L’ARTISANAT DES FEUILLES DE PALMIER DANS LE SUD TUNISIEN
Issue 7
L ’étude porte sur une technique traditionnelle : la fabrication d’objets à partir des feuilles de palmier (sa’f), et sur un lieu particulier : la région de Nefzaoua, dans le Sud tunisien. Le travail du sa’f dans cette région remonte loin dans le passé, mais il a connu un certain recul par comparaison avec d’autres zones d’oasis, telles que celles du Djérid ou de la ville de Gabès. Alors que de nombreuses personnes s’y adonnaient dans la plupart des villages de la région, seuls, aujourd’hui, quelques hommes et femmes âgés maintiennent cette tradition, les objets fabriqués ayant cessé de jouer le rôle primordial qu’ils avaient auparavant, du fait de l’invasion des produits en plastique. L’auteur met l’accent, au début de son étude, sur les matériaux et les outils de travail en usage : le sa’f constitue le matériau de base, il est disponible en grande quantité dans la région mais les feuilles de palmier, y compris lorsqu’il s’agit du même arbre, ne sont pas toutes de la même qualité.

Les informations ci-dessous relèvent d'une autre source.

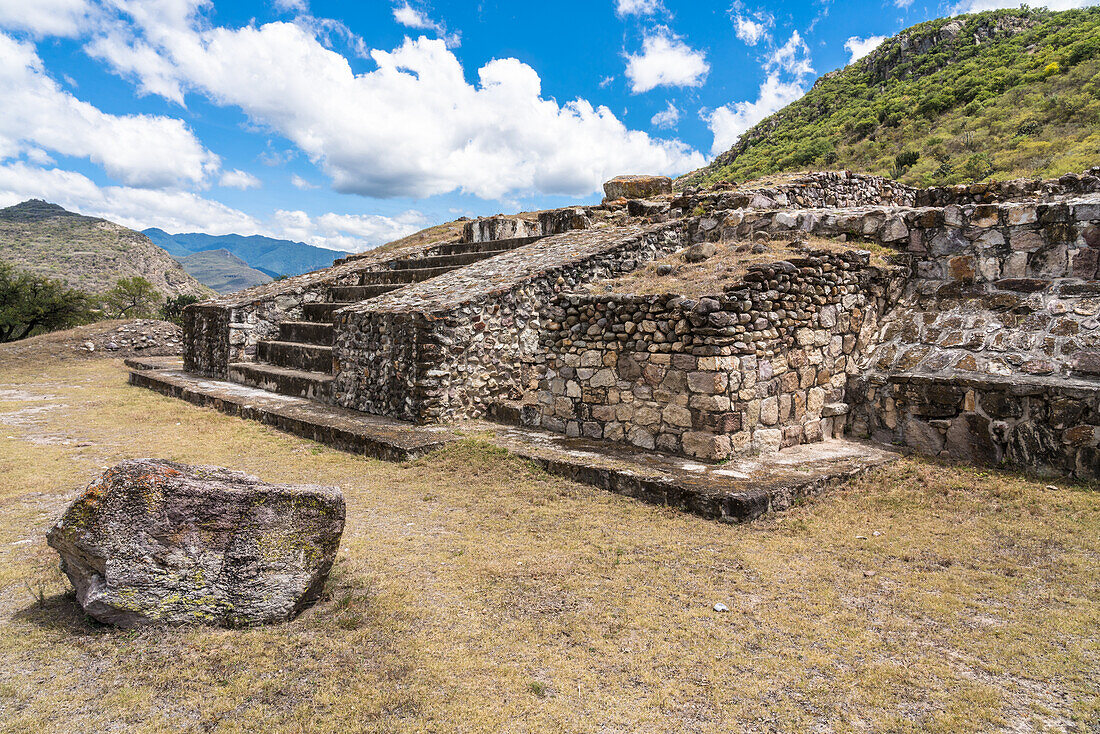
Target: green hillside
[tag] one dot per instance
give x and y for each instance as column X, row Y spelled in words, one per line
column 87, row 253
column 1003, row 94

Le sa’f sec et dur n’est guère utilisé, seules sont en fait transformées les feuilles du coeur du palmier. La dimension varie également d’un palmier à l’autre, la feuille peut être large, ici, longue, dans tel palmier, courte, dans tel autre. Certains produits, tels que la poudre de teinture, les fils et cordes pour les coutures et certaines tiges ou branches, sont nécessaires au travail de l’artisan. Quant aux outils, les plus courants sont la achfa (grosse aiguille), le couteau pour trancher les feuilles, l’aiguisoir pour l’entretien des outils métalliques…

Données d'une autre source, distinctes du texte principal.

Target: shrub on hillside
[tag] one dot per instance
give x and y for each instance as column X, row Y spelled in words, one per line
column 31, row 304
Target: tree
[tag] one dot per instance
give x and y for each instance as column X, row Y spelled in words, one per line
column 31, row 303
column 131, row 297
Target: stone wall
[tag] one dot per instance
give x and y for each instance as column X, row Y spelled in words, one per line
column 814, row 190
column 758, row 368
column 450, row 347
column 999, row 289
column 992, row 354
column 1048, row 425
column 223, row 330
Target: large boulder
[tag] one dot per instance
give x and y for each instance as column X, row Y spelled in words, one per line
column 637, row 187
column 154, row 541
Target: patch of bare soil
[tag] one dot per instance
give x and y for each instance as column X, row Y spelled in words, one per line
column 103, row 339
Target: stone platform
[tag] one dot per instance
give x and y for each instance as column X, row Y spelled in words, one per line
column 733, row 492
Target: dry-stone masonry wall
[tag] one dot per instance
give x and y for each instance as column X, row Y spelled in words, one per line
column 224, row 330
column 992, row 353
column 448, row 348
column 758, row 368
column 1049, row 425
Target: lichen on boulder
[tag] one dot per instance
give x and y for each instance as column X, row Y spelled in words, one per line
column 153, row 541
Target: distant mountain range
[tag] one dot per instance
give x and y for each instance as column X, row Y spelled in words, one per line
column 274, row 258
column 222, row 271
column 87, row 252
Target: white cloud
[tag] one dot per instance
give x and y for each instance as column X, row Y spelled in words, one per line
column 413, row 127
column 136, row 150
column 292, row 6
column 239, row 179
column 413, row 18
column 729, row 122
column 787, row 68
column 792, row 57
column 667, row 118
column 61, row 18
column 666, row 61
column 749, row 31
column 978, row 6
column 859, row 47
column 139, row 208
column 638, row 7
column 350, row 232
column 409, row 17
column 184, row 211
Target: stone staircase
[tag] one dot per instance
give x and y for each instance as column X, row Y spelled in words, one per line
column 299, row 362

La deuxième partie passe en revue les techniques en usage, dans ce type d’artisanat, mettant en évidence deux types de techniques : celle dite du seff que l’on appelle aussi dhfirâ (tressage) qui ne fait pratiquement appel qu’à l’adresse manuelle de l’artisan ; et celle de la couture où il est fait recours à la achfa. Le travail est précédé d’une étape préparatoire commune aux deux techniques qui se subdivise, à son tour, en différentes étapes plus délicates car exigeant une grande concentration, toute précipitation ne pouvant aboutir qu’à un produit de qualité moindre. Il s’agit en fait de quatre étapes : le séchage ; le stockage ; la teinture et la macération. On remarquera l’existence d’une spécialisation par sexe des tâches à accomplir : les hommes se chargent
uniquement du tressage, et tout ce qui a trait à la couture est laissé aux femmes qui y excellent. Même si celles-ci sont capables d’assumer certaines tâches masculines, ces tâches sont généralement réservées aux hommes. En outre, chacun se charge de fabriquer les objets et instruments dont il a besoin au quotidien : l’homme qui est aussi paysan produira ce dont il a besoin dans l’oasis, la femme se contentant de fabriquer les outils et ustensiles domestiques. Faut-il rappeler que tous ces artisans, à l’instar de la majorité des artisans dans les villages et les zones rurales, ne possèdent ni échoppes ni ateliers et travaillent chez eux, et que cette activité n’occupe pas toutes leurs journées mais qu’ils n’y consacrent, le plus souvent, que leurs heures de loisir.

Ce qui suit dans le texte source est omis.